Mitrachi Goshta (मित्राची गोष्ट, sometimes translated as A Friend's Story) is a Marathi-language play by Indian playwright Vijay Tendulkar. It was first performed in 1981, and has been described as one of the first modern Indian plays dealing with lesbian themes or same-sex attraction.

== Plot ==
In a 2015 article about the play, Poorva Joshi from the Hindustan Times described it as being "Set in the pre-Independence era, in a college campus in Poona (now Pune), it had a seemingly conventional boy-meets-girl build-up. In reality, it was a love triangle between Bapu, a shy boy battling a strong sense of inadequacy, Mitra, an independent girl with a secret that eventually resulted in her downfall, and Nama, Mitra’s graceful-yet-treacherous love interest."

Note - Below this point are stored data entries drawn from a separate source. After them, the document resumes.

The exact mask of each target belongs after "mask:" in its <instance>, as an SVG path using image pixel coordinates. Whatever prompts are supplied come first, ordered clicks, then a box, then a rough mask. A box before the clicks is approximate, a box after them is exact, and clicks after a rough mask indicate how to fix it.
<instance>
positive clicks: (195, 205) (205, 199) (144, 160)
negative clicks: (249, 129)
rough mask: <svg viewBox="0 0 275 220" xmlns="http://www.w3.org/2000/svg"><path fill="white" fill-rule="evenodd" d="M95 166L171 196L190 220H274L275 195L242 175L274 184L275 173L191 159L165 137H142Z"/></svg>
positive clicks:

According to a 2016 article in Mid-Day, "Mitrachi Goshta told the story of a love triangle between three students in a Pune college. Bapu, Mitra, Nama's story is, however, not the regular triangle. When Bapu's wish of getting to know Mitra comes true, he becomes party to her inner struggles with her sexuality, and eventually gets drawn into a game of vacillating sexual politics between her and Nama, the girl she desires."

According to Mint, "In this love tangle, Bapu is smitten by the seemingly self-possessed Mitra (Phatak), who is sexually attracted to Pethe’s Nama, who reciprocates her feelings. Same-sex desire was little understood in those times and a conflicted Mitra soon launches into a self-destructive trajectory. While she is unwilling to sacrifice her innate desires, she inevitably ends up as an archetypal victim."

== Publication ==
The original Marathi language edition of the play was published in 1982 by Nilkanth Prakashan.

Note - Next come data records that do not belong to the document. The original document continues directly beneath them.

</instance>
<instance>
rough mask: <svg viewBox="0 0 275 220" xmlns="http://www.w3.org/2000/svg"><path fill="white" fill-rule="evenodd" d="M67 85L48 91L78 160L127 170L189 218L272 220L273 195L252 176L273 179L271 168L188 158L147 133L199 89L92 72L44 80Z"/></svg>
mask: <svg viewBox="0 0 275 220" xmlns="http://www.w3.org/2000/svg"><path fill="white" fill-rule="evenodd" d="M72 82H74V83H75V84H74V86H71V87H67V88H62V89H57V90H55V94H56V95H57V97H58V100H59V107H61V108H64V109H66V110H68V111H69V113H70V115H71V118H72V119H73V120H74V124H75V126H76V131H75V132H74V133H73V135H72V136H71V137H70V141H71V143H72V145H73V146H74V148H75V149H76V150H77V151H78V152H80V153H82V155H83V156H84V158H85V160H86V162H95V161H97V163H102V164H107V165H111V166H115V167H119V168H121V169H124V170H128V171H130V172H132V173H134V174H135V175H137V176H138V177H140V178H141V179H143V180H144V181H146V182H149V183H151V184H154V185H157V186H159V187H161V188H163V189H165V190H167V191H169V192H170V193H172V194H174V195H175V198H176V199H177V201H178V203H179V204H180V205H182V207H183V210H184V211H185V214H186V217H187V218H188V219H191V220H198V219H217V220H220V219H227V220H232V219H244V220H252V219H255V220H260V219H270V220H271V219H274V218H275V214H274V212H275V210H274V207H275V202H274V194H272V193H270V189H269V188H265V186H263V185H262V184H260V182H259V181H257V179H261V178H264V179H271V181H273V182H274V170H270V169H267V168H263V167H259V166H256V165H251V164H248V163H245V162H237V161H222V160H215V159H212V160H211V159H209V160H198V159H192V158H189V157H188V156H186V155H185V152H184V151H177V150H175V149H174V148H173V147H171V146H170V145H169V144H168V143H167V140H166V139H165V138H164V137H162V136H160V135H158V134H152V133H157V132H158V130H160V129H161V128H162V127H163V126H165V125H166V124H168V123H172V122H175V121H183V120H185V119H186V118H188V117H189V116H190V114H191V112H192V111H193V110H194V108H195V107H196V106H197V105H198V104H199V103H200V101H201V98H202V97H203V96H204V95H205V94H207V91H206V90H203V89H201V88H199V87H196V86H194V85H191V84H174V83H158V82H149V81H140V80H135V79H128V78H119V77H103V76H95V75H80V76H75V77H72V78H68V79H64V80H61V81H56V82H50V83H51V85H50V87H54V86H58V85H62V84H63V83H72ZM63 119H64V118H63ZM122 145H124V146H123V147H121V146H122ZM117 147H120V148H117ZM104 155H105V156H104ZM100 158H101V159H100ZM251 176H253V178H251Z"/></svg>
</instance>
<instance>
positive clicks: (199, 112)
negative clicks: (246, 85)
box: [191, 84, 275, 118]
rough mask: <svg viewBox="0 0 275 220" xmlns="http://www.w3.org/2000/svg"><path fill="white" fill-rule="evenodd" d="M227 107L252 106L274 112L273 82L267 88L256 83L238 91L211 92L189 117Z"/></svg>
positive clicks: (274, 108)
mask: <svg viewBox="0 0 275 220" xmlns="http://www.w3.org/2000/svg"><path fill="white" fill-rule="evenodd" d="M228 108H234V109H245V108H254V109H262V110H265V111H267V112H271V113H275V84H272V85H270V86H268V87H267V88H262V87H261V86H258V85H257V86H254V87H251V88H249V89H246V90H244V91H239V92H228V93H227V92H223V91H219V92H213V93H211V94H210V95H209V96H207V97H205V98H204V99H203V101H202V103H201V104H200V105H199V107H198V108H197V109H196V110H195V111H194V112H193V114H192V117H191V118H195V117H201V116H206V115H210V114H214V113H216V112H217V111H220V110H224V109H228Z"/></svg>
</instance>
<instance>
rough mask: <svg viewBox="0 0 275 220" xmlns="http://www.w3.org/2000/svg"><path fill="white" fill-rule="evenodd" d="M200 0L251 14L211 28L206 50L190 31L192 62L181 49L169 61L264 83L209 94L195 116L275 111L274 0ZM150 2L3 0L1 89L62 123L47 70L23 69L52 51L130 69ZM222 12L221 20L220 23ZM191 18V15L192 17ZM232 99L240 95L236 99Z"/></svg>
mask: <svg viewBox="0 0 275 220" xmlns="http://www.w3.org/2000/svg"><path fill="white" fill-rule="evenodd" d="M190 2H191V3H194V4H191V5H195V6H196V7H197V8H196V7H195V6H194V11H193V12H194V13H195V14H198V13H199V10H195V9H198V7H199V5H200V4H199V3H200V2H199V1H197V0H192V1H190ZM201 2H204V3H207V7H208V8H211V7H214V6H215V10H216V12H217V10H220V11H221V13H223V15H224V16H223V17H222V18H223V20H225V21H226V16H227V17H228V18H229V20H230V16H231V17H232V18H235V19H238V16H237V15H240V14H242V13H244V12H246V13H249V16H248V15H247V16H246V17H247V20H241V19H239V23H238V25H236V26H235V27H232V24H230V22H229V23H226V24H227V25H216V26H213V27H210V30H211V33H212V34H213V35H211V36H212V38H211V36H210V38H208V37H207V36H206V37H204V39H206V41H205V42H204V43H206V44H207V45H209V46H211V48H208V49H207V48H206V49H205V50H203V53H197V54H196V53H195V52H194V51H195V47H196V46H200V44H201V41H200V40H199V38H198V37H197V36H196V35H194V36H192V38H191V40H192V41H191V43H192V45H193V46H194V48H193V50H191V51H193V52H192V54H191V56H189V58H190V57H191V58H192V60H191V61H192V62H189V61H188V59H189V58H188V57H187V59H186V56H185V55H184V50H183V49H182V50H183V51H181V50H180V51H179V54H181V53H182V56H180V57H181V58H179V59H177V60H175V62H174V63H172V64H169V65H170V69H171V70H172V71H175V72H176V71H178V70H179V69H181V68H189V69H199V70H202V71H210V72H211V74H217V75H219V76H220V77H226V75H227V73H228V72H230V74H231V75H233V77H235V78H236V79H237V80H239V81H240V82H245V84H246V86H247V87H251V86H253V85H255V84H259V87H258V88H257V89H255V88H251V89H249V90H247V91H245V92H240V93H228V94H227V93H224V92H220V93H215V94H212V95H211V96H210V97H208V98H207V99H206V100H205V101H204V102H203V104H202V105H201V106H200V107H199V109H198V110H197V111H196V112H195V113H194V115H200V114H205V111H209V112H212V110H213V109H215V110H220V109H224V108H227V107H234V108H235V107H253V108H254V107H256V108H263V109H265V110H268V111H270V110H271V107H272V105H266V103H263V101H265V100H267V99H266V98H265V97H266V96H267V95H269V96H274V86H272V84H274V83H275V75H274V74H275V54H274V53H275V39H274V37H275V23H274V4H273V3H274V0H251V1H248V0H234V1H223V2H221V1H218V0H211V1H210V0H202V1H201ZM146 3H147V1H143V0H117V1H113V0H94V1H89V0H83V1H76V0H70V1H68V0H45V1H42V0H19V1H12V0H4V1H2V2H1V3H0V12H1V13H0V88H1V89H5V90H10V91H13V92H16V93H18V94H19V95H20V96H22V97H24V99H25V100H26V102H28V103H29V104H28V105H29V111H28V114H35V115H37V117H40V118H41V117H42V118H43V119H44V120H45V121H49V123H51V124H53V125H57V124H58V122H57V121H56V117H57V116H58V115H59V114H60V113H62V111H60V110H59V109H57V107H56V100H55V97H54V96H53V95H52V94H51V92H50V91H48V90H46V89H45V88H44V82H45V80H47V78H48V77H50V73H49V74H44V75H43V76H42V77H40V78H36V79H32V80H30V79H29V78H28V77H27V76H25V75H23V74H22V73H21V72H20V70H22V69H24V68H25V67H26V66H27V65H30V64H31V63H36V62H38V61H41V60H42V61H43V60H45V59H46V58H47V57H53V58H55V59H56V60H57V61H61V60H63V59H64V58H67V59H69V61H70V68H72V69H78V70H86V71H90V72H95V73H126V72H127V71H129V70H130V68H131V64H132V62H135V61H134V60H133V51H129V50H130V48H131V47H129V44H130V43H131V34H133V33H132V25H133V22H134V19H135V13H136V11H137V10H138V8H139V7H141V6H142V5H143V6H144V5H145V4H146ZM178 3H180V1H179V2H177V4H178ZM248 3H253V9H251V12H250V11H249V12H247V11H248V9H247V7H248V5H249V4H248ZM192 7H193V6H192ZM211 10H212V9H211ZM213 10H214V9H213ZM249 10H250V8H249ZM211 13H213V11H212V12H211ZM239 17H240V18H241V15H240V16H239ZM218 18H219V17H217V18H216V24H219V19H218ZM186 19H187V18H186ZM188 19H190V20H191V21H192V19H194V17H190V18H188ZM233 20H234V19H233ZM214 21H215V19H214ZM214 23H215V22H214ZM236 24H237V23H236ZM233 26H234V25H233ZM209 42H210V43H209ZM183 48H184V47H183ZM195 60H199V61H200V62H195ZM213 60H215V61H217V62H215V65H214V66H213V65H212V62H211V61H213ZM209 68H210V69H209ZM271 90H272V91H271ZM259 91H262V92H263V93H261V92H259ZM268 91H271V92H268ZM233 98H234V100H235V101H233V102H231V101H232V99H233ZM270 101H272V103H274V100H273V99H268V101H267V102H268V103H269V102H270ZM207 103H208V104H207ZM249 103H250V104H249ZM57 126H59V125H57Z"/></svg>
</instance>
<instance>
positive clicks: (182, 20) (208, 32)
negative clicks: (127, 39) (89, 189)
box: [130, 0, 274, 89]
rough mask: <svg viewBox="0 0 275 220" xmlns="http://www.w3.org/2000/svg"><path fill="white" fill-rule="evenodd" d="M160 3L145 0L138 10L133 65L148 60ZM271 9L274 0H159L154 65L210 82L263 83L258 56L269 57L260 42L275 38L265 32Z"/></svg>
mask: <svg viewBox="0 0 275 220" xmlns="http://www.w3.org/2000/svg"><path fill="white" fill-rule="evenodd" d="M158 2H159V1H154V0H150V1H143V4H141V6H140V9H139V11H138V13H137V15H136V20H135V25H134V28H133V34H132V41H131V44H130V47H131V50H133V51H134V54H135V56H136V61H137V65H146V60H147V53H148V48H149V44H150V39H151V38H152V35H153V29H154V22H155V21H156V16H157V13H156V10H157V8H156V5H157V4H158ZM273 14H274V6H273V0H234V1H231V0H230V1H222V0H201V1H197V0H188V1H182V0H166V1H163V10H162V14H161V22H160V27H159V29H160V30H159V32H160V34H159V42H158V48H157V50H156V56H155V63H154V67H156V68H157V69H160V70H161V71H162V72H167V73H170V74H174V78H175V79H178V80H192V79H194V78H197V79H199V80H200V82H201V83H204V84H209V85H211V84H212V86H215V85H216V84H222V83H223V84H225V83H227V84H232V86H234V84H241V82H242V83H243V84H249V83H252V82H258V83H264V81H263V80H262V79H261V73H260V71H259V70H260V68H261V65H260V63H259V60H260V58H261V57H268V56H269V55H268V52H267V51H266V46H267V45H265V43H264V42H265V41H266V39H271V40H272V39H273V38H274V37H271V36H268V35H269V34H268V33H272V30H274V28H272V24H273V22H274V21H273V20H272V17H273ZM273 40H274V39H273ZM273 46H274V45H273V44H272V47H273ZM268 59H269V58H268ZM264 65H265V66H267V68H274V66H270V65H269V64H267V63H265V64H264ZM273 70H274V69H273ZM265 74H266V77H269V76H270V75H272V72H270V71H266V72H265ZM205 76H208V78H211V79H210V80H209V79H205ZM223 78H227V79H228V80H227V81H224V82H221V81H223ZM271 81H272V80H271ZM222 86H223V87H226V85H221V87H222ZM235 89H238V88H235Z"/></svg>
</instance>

An English language translation by Gowri Ramnarayan was published in 2001 by Oxford University Press.

== Premiere ==
The original Marathi play was premiered on 15 August 1981 at the Gadkari Rangayatan in Thane, Maharashtra, starring Rohini Hattangadi.

== Impact ==
Frontline described Mitrachi Goshta as "the first Indian play on same-sex relations, which also faced empty halls when premiered with Rohini Hattangady in the lead. She recalled, 'In those days, nobody talked, let alone or put up a play on the subject.'"

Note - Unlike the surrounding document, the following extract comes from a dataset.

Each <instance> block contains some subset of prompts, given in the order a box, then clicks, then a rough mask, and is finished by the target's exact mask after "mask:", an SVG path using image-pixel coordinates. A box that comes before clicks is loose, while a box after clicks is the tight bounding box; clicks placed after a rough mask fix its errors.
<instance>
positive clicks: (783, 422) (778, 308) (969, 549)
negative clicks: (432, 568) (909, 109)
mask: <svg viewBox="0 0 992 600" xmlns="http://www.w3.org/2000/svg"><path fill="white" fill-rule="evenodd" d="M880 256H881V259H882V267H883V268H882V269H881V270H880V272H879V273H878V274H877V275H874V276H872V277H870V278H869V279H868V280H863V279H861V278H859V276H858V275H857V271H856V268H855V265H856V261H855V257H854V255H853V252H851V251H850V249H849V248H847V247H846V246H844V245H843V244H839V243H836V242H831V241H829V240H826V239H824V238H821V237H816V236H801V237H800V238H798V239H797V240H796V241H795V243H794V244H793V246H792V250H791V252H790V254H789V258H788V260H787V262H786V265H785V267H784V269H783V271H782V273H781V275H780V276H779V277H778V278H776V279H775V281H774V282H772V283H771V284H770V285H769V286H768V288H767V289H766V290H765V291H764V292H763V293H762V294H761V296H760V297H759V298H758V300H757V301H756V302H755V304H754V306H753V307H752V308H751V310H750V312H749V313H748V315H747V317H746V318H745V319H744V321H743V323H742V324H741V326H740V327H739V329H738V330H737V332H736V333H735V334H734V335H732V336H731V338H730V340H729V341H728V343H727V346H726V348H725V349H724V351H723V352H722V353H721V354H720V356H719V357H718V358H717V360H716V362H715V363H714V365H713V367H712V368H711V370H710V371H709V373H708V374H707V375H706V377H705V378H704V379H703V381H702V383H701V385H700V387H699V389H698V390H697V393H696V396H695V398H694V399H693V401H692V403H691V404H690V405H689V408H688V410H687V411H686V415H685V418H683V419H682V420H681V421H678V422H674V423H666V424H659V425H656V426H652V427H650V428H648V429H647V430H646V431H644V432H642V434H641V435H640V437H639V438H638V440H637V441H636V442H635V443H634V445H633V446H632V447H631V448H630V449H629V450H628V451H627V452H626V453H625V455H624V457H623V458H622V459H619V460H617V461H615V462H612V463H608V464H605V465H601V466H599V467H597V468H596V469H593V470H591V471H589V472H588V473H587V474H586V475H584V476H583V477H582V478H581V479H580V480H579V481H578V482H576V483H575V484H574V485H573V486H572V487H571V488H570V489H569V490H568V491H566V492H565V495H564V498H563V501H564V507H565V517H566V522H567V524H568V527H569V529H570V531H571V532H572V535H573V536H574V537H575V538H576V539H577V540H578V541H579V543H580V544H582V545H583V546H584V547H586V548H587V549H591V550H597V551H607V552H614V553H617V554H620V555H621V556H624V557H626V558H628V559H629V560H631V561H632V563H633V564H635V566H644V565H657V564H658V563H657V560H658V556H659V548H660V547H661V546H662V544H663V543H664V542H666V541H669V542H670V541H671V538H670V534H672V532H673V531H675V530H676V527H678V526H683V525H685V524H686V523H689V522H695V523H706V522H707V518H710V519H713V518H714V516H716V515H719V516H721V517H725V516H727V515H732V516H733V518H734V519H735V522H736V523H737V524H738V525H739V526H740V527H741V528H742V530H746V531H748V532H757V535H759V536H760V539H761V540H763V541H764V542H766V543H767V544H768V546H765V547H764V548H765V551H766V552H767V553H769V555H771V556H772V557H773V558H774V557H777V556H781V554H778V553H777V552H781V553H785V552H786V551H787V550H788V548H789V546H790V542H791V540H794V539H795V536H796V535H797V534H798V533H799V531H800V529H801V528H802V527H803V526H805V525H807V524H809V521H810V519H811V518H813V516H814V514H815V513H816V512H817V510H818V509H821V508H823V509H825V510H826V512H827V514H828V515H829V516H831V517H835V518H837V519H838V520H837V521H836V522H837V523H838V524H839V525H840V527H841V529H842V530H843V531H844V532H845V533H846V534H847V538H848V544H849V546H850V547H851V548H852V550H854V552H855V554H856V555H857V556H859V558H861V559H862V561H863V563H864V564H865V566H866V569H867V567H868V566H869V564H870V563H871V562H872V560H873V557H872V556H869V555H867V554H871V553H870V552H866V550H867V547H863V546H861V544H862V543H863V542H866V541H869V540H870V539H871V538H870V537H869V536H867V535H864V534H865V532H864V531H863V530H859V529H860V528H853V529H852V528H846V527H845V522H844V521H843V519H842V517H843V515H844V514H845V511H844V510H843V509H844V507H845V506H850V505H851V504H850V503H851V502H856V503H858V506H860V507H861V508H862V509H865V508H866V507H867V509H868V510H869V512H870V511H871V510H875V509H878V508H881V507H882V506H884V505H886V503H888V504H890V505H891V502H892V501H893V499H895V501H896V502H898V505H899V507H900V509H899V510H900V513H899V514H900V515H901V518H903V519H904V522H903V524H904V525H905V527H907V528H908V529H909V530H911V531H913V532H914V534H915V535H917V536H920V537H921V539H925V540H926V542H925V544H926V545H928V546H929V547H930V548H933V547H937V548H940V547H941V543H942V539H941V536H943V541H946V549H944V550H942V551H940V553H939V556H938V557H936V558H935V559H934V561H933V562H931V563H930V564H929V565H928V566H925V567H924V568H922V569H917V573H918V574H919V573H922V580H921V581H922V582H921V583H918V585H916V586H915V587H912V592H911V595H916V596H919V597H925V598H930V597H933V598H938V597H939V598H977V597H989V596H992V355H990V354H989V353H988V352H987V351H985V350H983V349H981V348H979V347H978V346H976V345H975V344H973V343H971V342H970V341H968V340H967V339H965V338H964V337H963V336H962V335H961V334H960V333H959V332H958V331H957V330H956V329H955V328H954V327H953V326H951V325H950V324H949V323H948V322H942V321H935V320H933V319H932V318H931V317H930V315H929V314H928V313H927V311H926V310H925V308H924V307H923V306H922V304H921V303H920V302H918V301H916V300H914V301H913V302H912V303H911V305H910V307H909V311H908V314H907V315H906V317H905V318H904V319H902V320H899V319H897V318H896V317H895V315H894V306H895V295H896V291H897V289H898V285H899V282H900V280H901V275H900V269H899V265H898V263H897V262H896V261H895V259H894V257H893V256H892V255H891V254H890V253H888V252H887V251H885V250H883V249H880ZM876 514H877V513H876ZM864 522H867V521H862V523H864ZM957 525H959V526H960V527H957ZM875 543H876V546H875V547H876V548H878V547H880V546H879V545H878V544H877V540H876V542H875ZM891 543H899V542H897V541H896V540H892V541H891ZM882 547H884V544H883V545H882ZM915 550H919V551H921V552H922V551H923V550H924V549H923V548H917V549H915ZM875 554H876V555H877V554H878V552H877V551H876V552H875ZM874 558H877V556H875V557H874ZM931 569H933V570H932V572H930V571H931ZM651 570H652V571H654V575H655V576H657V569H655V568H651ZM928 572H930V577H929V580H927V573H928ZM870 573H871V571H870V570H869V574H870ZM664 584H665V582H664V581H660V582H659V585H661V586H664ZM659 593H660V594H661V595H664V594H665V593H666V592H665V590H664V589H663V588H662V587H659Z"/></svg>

According to the Hindustan Times, "Tendulkar weaved in complex characters and intricate plotlines that broke the taboo on lesbian identities three decades ago. A play ahead of its time, it was intense, progressive and highly controversial."

Mid-Day described the play as a "controversial classic" that "raised many eyebrows."

A Mint review of a 2001 production says "The part of an unrepentant lesbian was certainly path-breaking in 1981."